Dr. Myrtle tries to answer the reason behind this response, “Orgasms are reflexes, the result of a combination of physical stimulation and arousal. When this guy touched her non-consensually (physical stimulation), her body responded to the high arousal of fear, and she had an orgasm. It does not mean she consented to the experience, enjoyed it, or was asking for it. This type of experience can be quite confusing to abuse survivors, because under certain stressful circumstances, the body can have automatic responses that we cannot control”.
In case of men, the same psychological arousal might happen during assault and again IT DOES NOT MEAN THEY ARE ASKING FOR IT. It is still non consensual and is rape. Another article puts things into perspective and explains,
“People who sexually abuse boys and men often use their knowledge about male bodies to deliberately cause an erection and/or ejaculate to occur. They do this because they know it is extremely confusing and embarrassing. They might also do it to try and convince the person being abused (and also themselves) that what is happening is not really abuse. Whatever the reasons, ultimately they know that if the boy or man is aroused, they might be less likely to tell anyone about the abuse due to feelings of shame and embarrassment”.

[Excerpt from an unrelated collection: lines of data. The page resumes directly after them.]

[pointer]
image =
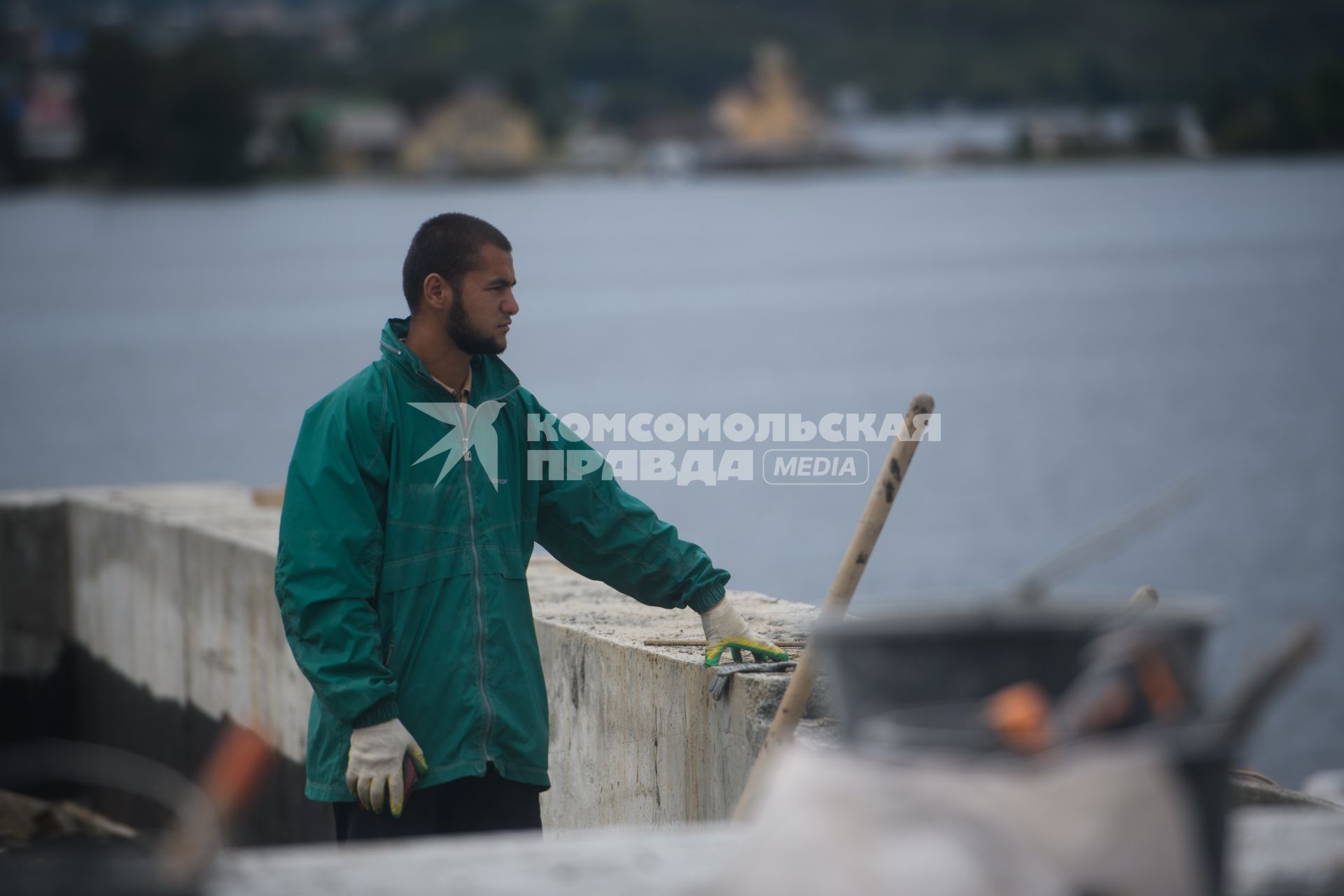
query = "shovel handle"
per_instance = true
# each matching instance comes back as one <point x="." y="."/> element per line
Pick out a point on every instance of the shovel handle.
<point x="841" y="590"/>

The abusers feel good about themselves when the body of the person being raped or abused in any sense shows signs of “enjoyment”. It feeds their vanity as if they have flipped the mind of the victim, which is overtly horrible. Propagating an idea that this might be true or much worse, glorifying abuse can give them more reasons to justify their wrongdoings. I do not see a debate here. It is not a debate. Anything without consent cannot be justified, NO MATTER WHAT.
When we try to normalise rape, any kind of abuse, rape jokes and even go to an extent of glorifying or romanticising it because of the incorporation of arousal, we disregard the pain, the suffering, the struggles of many. We give power to the sexual predators. We make way for so many more incidents like this to happen. We become catalysts for these incidents when we toss aside the trauma that comes with a single non consensual touch. The numbness that a person feels in that moment is unparalleled and no one ever deserves that, come what may. A movie like Memories of a Machine might be extremely subversive, but I felt it was laughing at me. The experience of that friend during her childhood was her own, but its glorification to this extent is highly problematic.